Finally, links between the rhythm structure and the content of verses are unveiled. Some lexical classes are significantly associated with specific rhythmic patterns.

Inutile de rappeler la place que Corneille et Racine occupent dans notre patrimoine littéraire. Un seul indice suffira : la Comédie-Française a consacré, depuis sa création en 1680, 9000 représentations à des pièces de Racine, 7000 à des pièces de Corneille. Ces pièces de théâtre organisées en tours de parole sont faites de séquences de mots qui se prêtent aux traitements de statistique textuelle, mais elles ont en plus la particularité d’être écrites en vers, avec une très large domination de l’alexandrin (97 % des vers). La structure rythmique du vers est-elle indépendante de ce qui est dit ?

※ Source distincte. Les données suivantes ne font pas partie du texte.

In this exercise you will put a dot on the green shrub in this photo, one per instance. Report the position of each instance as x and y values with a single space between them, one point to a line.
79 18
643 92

A partir d’indices lexicaux et rythmiques, nous allons montrer qu’il y a, au contraire, une mobilisation des effets rythmiques du vers pour renforcer les effets de sens.

En combinant des outils consacrés à l’analyse de la structure métrique et rythmique du vers et des outils de statistique textuelle, nous essayons d’éclairer les particularités stylistiques liées aux genres et aux auteurs. Ensuite, en nous limitant aux tragédies centrales de Racine, qui présentent un degré d’homogénéité considérable, nous chercherons à mettre en évidence quelques éléments de la structure d’ensemble.

1. Le métromètre : outil d’analyse de la structure métrico-rythmique

Nous avons mis au point un outil informatique d’analyse du vers classique, le métromètre (Beaudouin et Yvon, 1994), qui construit à partir de tout vers une représentation phonétique, où sont délimitées les positions, ou syllabes, métriques du vers. Le métromètre s’appuie sur des outils d’ingénierie linguistique : un analyseur syntaxique et un phonétiseur, respectivement développés par Patrick Constant (1991) et François Yvon (1995). L’analyse syntaxique est un préalable à la transcription phonétique en ce qu’elle permet de lever de nombreuses ambiguïtés lexicales, mais elle intervient aussi dans l’élaboration de la structure rythmique du vers grâce à l’identification des catégories syntaxiques. Le phonétiseur transcrit la séquence de graphèmes en phonèmes. Cette transcription est sensible au registre de langue que l’on souhaite représenter. La "diction" du vers, contrainte par la mesure, est en effet soumise à des règles précises. Il nous a donc fallu adapter le phonétiseur aux particularités du vers (Roubaud, 1986 ; Milner et Regnault, 1987) : les points qui ont requis un traitement particulier sont les suivants : le décompte du e muet, la question de la diérèse et de manière moins essentielle celle de la liaison.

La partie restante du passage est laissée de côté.